那天傍晚,朱棣用尽毕生马术,才赶在太阳落山前将仪华的坐骑逼停,将他想要的人捉来与他坐在同一个马鞍上,坐在他怀里。
“被风吹得通身冰凉……你不嫌冷么?”他无奈又宠溺地笑道:“头发丝儿都带着寒气,仔细冻着。”
“非要抱一个通身冰凉的人,殿下不嫌冷么?”
朱棣红着脸,一本正经道:“本王是将来要就藩北平的人,怕冷怎么行?”说着,腰杆儿挺得更直了些。
仪华靠在他胸前,学着他的腔调,捏着嗓子笑道:“妾是将来要陪燕王去北平的人,怕冷怎么行?”
“十六年前上天造了你,就是派你来收我的罢?”朱棣拿她没奈何。
仪华笑着摇摇头:“是妾前世行善积德,十六年前功德终于圆满,上天赐妾福报,投胎今生嫁给燕王。”
“我哪有你说得那么好,明明是我积福才娶了你……”朱棣将她拥得更紧,与她脸颊相依,柔声道:“那我们今世一同做善事,再积一世福报,百年之后,来世还做夫妇,可好?”
这时仪华扭头,又是猝不及防地,在他脸颊飞快地啄了一下。
“等你这份谢礼,等到天黑,小气鬼……”朱棣的嘴唇从她脸颊一路寻到她的嘴,她现在在他怀里,无路可逃,他就这么圈住她深深地吻下去。

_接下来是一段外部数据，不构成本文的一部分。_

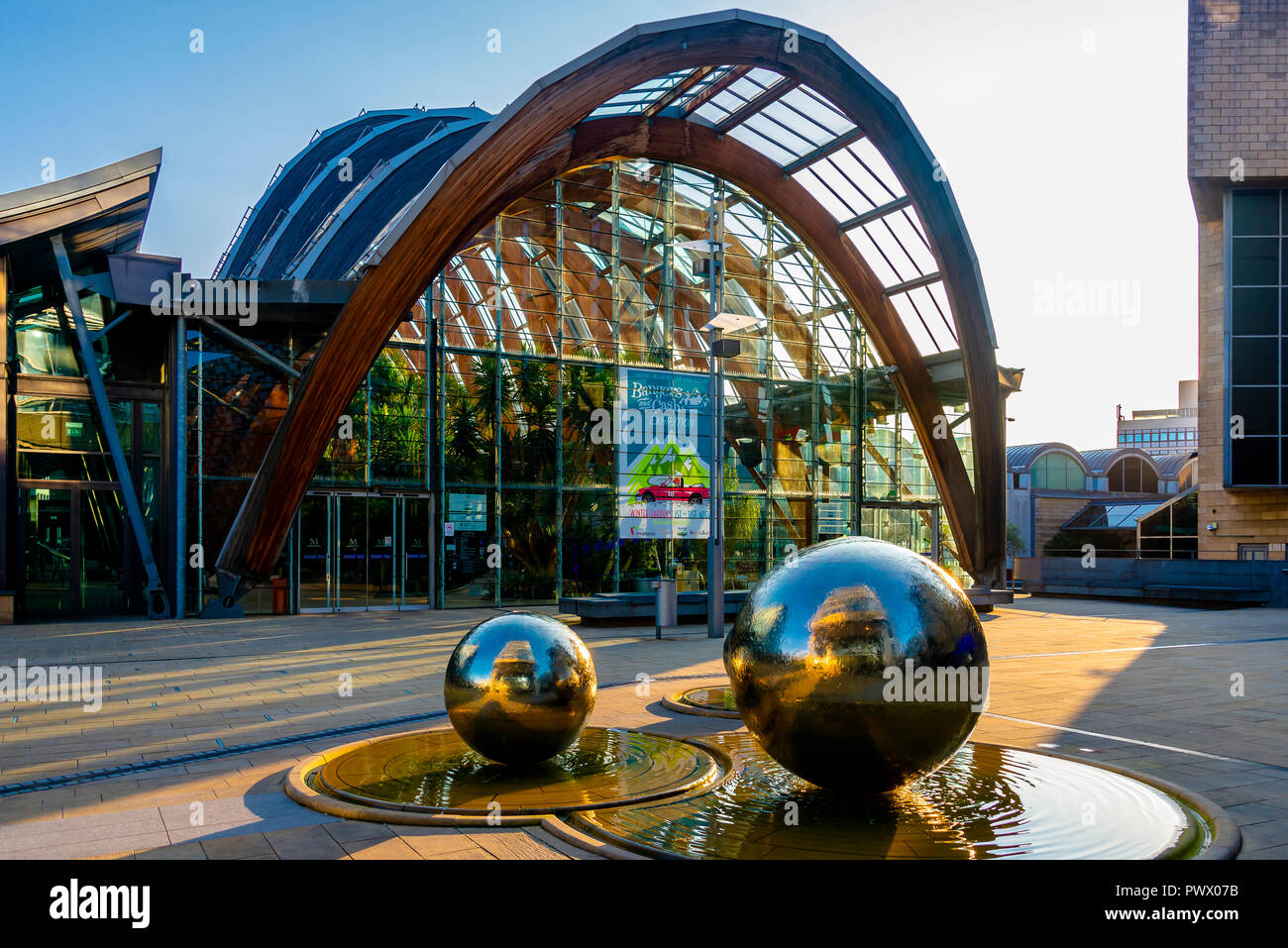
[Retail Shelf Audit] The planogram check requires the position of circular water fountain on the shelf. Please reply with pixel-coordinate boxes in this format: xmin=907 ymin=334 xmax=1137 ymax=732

西边天际晚霞灿烂,红如胭脂,一对璧人在马上拥吻,这画面是惊人的艳丽。
下人们不敢离主子太远,又不敢离主子太近,又不敢看,又想偷看,各显神通。
刘禄存小声啧啧道:“哎哟,咱们爷可太会了,太会了……”
“你可闭嘴吧!”阿蓝红着脸小声骂他。
“就是,你可闭嘴吧!”长庚附和道。